AKP ve MHP milletvekillerinin imzası ile Meclis’e getirilen sosyal medya düzenlemesini içeren yasa TBMM Genel Kurulu’nda görüşülmeye başlandı.
İYİ Partili Lütfü Türkkan, “Özgürlükler hükümetin rantının başladığı yerde bitiyor” derken, HDP’li Oluç “İktidar hukuksuz geçmişini silmek istiyor. Para kasalarının sıfırlanması gibi geçmişteki hukuksuzluklar sıfırlanacak” dedi.
CHP’li Adıgüzel “Sosyal medyanın ‘Alo Fatihleri’ oluşturulmak isteniyor” derken AKP’li Yıldız, “Muhataplık ilişkisini tesis ediyoruz” dedi. MHP’li Öztürk ise teklifin “Yasak değil düzenleyici ve yönlendirici” olduğunu söyledi.
AK Parti ve MHP milletvekillerinin imzasını taşıyan, “İnternet Ortamında Yapılan Yayınların Düzenlenmesi ve Bu Yayınlar Yoluyla İşlenen Suçlarla Mücadele Edilmesi Hakkında Kanunda Değişiklik Yapılmasına Dair Kanun Teklifi” görüşmeleri TBMM Genel Kurulunda başladı.
CHP Grup Başkanvekili Engin Özkoç, görüşmeler öncesinde teklifin Anayasa ve Avrupa İnsan Hakları Sözleşmesi’ne aykırı olduğunu belirterek, teklifin Adalet Komisyonuna iadesini istedi. Bu talep kabul edilmeyince tümü üzerindeki görüşmelere geçildi.
‘Vatandaşlarımızın ifade ve haber özgürlüklerine sınır çiziliyor’

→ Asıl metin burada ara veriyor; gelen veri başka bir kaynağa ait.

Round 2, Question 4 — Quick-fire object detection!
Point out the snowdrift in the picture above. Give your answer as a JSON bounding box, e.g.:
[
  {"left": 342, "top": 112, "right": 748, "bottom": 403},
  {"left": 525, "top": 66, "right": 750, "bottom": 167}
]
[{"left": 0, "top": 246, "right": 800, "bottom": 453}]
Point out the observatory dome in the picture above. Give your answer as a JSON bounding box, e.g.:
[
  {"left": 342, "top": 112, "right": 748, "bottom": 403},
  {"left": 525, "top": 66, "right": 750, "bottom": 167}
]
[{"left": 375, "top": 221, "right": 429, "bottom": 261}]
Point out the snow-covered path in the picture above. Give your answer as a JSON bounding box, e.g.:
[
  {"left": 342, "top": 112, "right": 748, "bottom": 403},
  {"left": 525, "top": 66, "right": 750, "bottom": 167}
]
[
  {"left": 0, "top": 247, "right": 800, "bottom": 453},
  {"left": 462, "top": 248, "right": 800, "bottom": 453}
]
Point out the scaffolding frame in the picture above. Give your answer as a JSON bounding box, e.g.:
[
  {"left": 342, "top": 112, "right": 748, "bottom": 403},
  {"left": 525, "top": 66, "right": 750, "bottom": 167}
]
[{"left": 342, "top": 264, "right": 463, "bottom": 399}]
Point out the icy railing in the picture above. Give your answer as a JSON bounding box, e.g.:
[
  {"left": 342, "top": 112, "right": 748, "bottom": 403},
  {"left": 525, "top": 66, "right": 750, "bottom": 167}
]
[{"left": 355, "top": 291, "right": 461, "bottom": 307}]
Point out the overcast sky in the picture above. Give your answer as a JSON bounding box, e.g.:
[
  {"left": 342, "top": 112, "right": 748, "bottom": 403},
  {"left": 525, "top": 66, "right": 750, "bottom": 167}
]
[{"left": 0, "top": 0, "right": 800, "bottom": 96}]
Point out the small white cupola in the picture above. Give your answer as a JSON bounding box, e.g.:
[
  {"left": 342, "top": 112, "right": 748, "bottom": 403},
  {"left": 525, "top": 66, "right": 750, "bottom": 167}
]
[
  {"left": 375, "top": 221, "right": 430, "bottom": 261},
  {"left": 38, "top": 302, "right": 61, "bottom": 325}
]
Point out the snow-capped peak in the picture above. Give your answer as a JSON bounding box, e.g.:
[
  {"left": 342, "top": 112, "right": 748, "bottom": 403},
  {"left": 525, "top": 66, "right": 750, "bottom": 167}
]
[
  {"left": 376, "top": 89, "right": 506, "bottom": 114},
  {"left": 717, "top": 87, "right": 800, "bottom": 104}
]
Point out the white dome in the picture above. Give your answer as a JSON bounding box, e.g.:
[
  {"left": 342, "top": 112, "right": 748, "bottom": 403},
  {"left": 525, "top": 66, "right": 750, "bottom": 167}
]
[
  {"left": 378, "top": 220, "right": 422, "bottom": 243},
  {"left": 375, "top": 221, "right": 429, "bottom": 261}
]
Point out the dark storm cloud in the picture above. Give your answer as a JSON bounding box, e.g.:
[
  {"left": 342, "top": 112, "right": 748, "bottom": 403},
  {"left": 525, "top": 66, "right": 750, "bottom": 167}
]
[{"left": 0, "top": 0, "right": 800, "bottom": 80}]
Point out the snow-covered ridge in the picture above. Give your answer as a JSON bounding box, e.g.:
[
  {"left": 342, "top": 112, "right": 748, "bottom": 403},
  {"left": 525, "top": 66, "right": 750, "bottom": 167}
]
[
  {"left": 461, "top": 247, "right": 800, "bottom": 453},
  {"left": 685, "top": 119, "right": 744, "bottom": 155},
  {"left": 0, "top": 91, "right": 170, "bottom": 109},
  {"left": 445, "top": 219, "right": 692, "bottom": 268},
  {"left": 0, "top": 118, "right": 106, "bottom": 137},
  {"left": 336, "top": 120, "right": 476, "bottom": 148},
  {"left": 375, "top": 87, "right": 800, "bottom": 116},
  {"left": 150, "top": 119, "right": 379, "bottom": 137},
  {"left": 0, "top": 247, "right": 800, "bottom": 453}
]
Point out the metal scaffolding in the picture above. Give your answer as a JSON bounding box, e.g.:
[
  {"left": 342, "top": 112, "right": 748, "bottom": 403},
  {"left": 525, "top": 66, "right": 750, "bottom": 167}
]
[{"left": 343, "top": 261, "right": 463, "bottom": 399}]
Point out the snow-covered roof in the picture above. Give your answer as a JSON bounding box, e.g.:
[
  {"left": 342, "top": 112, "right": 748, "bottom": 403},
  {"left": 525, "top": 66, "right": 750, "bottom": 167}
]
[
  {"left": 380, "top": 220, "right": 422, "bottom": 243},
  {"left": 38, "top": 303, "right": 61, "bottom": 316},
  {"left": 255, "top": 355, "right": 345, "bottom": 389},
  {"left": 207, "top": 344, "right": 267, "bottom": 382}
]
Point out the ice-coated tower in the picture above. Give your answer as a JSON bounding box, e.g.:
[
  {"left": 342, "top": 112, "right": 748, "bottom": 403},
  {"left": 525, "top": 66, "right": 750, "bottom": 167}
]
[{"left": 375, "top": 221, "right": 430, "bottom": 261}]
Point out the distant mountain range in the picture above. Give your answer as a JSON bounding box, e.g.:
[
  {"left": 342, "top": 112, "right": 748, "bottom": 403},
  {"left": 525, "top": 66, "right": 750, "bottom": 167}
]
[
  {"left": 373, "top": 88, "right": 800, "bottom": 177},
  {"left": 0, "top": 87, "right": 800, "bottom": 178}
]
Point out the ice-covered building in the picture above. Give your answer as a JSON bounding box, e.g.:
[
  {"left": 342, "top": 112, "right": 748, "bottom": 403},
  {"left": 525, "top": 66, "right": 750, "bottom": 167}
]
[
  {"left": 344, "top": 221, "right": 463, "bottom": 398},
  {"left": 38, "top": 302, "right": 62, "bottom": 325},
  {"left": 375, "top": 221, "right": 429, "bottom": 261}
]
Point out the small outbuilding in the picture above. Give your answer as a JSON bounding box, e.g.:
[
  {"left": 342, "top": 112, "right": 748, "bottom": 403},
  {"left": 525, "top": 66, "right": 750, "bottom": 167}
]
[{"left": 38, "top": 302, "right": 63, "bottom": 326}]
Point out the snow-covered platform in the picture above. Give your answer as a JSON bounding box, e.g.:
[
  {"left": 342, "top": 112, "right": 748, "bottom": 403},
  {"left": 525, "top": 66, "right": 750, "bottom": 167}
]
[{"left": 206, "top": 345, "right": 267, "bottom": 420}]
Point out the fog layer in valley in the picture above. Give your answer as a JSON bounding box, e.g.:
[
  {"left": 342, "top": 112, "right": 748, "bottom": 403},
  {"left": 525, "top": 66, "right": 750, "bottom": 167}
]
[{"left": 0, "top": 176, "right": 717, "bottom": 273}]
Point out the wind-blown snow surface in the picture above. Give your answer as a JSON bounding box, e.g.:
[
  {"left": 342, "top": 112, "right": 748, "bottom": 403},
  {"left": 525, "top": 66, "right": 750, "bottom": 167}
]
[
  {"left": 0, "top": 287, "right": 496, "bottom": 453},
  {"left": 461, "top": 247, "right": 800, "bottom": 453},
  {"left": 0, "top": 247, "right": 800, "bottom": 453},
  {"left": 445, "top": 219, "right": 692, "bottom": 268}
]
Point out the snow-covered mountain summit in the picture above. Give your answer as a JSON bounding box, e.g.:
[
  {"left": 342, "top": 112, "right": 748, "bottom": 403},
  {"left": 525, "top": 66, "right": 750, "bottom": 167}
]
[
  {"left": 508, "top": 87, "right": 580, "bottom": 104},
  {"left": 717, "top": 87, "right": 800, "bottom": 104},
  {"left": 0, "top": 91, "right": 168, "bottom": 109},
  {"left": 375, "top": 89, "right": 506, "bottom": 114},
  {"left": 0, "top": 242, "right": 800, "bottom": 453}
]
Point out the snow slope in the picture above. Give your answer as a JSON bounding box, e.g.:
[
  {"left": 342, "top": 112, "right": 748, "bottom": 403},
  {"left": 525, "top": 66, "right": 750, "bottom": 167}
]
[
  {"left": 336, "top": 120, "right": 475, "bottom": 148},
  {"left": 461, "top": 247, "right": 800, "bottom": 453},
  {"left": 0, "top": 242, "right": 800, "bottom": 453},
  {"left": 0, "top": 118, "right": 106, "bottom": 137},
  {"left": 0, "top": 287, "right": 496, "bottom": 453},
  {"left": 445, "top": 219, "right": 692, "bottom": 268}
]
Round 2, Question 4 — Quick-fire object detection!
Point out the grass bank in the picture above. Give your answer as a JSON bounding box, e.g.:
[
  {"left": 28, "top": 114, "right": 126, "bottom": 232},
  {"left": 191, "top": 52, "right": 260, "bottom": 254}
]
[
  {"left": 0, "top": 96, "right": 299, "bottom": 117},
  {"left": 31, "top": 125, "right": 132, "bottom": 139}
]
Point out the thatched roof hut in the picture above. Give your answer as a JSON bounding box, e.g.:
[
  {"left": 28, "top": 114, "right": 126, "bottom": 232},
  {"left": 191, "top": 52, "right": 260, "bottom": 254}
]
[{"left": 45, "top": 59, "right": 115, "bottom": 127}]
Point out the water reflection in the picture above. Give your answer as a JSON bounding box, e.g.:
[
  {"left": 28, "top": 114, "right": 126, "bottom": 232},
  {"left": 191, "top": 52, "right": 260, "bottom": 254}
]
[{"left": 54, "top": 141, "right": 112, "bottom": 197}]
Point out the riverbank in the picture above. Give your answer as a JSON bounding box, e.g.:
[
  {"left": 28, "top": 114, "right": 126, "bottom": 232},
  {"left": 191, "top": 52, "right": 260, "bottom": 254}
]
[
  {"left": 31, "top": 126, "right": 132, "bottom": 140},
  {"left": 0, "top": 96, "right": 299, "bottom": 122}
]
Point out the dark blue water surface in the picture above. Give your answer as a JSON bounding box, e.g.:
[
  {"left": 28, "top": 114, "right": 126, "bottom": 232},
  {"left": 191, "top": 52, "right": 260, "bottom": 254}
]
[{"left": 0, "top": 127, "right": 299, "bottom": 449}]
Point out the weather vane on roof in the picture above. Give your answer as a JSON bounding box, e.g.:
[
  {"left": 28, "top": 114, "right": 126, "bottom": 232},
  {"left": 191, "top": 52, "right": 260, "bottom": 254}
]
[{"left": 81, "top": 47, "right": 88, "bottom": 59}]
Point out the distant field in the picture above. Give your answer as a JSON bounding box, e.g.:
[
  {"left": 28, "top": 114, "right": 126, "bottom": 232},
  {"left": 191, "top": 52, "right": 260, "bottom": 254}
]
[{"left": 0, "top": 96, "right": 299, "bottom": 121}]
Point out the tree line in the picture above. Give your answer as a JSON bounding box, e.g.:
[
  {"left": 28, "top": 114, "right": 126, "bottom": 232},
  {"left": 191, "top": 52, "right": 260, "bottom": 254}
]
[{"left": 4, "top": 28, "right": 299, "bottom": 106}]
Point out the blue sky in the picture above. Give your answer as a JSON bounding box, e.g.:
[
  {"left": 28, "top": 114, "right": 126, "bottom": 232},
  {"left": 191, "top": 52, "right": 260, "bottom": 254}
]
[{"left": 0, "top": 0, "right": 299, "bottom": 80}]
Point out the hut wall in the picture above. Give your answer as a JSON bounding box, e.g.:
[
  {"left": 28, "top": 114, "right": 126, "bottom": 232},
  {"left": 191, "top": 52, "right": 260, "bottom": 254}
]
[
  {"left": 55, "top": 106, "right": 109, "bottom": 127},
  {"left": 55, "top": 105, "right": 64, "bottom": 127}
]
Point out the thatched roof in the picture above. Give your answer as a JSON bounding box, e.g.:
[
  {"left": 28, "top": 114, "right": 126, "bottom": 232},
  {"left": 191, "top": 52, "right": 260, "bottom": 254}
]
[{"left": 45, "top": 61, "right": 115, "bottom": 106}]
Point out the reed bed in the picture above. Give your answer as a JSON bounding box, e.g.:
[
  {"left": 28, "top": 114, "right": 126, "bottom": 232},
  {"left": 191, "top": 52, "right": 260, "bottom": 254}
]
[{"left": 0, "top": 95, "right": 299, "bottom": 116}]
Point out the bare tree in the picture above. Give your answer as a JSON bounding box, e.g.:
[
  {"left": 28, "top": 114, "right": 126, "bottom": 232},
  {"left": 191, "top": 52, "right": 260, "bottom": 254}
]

İYİ Parti Grup Başkanvekili Lütfü Türkkan, iktidarın yapılan çirkin paylaşımları fırsata çevirmeye çalıştığını belirterek, “İnterneti, kurmak istedikleri totaliter bir rejimin parçası yapmak, hem ülkemize hem de geleceğimize ihanettir. İktidar, Türkiye’de yeni bir rejim inşa etmeye çalışıyor. Copla, polisle, hapisle korkutulan ve özgür düşüncenin kontrol altında tutulduğu bir Türkiye yaratmaya çalışıyorlar” diye konuştu.
Türkkan, insanların düşünce özgürlüğünü yaşayabildiği, fikirlerini ifade edebildiği, nefes alabildiği tek bir alan olarak sosyal medyanın kaldığını, getirilen düzenleme ile internetin kafese konulduğunu söyledi.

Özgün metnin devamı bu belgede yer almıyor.